Non è silenzio, è riorganizzazione. Paradossalmente ora l’Is torna alle origini, alla prima fase della sua strategia, quando le comunicazioni erano sottotraccia, non roboanti per far parlare di sé. Al contrario, ora è tempo di far dimenticare le sconfitte di battaglia e dare il segnale che l’Is è vivo. Come? Lanciando un nuovo appello a colpire l’Occidente con attentati terroristici come ne sono avvenuti tanti negli ultimi anni, l’ultimo a Strasburgo, in cui è morto il giornalista italiano Antonio Megalizzi. Gli obiettivi dei capi nascosti del califfato potrebbero essere reclutare nuovi soldati per ricostituire l’esercito, aizzare altri lupi solitari, rinvigorire lo spirito dei fereign fighters tornati a casa.
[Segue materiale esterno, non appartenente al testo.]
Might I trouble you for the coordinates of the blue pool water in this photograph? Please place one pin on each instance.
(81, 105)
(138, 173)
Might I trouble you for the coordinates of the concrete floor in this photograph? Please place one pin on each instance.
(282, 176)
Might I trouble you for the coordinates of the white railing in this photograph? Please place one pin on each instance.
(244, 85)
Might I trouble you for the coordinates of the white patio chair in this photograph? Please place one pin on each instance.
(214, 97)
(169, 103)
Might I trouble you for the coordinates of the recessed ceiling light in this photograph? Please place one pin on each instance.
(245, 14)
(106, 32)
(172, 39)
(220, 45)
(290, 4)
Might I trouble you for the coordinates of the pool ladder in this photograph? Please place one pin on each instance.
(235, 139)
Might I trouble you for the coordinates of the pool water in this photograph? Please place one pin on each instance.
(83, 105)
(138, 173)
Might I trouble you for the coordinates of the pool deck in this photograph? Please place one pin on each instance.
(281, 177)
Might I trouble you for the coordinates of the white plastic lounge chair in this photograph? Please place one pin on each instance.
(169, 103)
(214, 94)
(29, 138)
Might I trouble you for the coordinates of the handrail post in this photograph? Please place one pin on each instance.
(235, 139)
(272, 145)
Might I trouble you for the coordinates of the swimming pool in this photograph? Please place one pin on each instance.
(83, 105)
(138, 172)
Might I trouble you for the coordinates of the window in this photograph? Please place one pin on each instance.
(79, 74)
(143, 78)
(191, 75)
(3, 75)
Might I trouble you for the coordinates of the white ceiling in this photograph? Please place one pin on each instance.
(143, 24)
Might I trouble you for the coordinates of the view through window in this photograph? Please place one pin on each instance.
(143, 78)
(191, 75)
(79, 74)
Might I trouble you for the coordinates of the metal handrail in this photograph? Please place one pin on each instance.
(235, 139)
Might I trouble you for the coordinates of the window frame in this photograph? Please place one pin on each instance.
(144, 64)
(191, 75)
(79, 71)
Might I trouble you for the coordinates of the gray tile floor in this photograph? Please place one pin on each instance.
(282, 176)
Attaccare l’occidente è un messaggio al mondo per dire “non ci avete scalfito, siamo ancora qui” ma è anche uno punto di ripartenza per il califfato e un’occasione di riunire la sua “umma”, la comunità. E l’Is non dimentica mai uno dei suoi capisaldi, fin dalla prima ora, ancor più importante in questo momento: rivendicare qualunque situazione nel mondo in cui si sospetta il terrorismo. Qualche giorno fa il gruppo dello stato islamico della provincia del Caucaso ha detto di essere responsabile dell’uccisione di due cristiani avvenuta con una bomba all’interno di un appartamento di Kolomna, città russa a 100 km a sud est di Mosca. Sempre qualche giorno fa sui canali social è stato individiato dai servizi segreti il messaggio di un anonimo affiliato all’Is che si è rivolto ai lupi solitari e gli ha suggerito come acquistate armi e munizioni sul dark web senza lasciare tracce. I servizi segreti sono in allerta e monitorano ogni messaggio sospetto.